The Price Math for Production
For teams running AI agents in production, token costs compound fast. Consider a coding agent processing 10 million input tokens per day:
- M3: $3/day
- GPT-5.5: $50/day
- Opus 4.8: $150/day
Over 30 days, M3 costs $90 for the same volume that costs $1,500 on GPT-5.5 or $4,500 on Opus. For high-volume bug-fix pipelines, automated code review, or eval harnesses, that gap is hard to ignore. M3 is the default choice when you need frontier-range coding ability and Opus-tier polish isn’t strictly required.
Using M3 Today
The integration path is minimal. M3 exposes an OpenAI-compatible endpoint, so existing code changes by two lines:
from openai import OpenAI
client = OpenAI(
base_url="https://api.minimax.io/v1",
api_key="YOUR_MINIMAX_API_KEY",
)
response = client.chat.completions.create(
model="MiniMax-M3",
messages=[{"role": "user", "content": "Refactor this function..."}],
)
print(response.choices[0].message.content)
LangChain integration works identically via ChatOpenAI pointed at the MiniMax base URL. Weights are live on Hugging Face for self-hosting. You’ll need roughly 440GB of storage for the FP8 checkpoint and at least eight high-end GPUs with tensor parallelism. SGLang has official M3 support; vLLM works with MSA support enabled. Mac Studio deployments via llama.cpp are possible—expect practical context limits below the 1M maximum.
Two Things to Know Before You Commit
First, the license. M3 ships under the MiniMax Community License, not Apache 2.0. Commercial use restrictions may apply to your use case.
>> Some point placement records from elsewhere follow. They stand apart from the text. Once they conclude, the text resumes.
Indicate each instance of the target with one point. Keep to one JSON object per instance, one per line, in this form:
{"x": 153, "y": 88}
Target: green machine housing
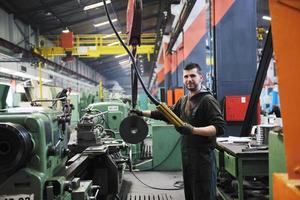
{"x": 114, "y": 113}
{"x": 33, "y": 152}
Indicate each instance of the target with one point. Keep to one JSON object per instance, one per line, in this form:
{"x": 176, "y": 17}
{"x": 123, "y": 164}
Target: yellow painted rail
{"x": 96, "y": 45}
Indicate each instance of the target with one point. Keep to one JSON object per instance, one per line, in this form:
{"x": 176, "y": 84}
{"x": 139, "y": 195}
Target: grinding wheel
{"x": 133, "y": 129}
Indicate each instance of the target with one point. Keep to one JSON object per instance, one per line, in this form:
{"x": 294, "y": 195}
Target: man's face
{"x": 192, "y": 79}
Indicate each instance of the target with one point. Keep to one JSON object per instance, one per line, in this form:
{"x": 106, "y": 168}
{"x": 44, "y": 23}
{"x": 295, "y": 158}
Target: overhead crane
{"x": 92, "y": 45}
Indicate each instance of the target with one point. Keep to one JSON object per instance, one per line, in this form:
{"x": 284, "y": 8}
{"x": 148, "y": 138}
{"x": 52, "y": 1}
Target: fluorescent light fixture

Read the terms before building a product on the weights—“open weights” and “fully open source” are not the same thing.
Second, context discipline. A one-million-token window is not an invitation to stuff everything in. Every token costs money. Filling the context for tasks that don’t need it inflates cost without improving output. Use the window when the task demands it—long document analysis, full-codebase context, multi-hour agentic runs. For standard coding tasks, a shorter context at the same model delivers the same result at a fraction of the cost.
Bottom Line
M3 is the right call for production coding agents and long-horizon agentic pipelines where Opus 4.8 is the quality ceiling but the budget says otherwise. It’s not a replacement for Opus on general instruction tasks. The benchmark cherry-picking at launch is a yellow flag—MiniMax knew the table looked cleaner without Opus 4.8 in it. But the underlying value holds: frontier-range coding at 16x lower input cost, open weights with self-hosting options, and a million-token context window that’s architecturally efficient rather than just technically possible. For cost-sensitive teams building on top of LLMs, that’s worth testing today.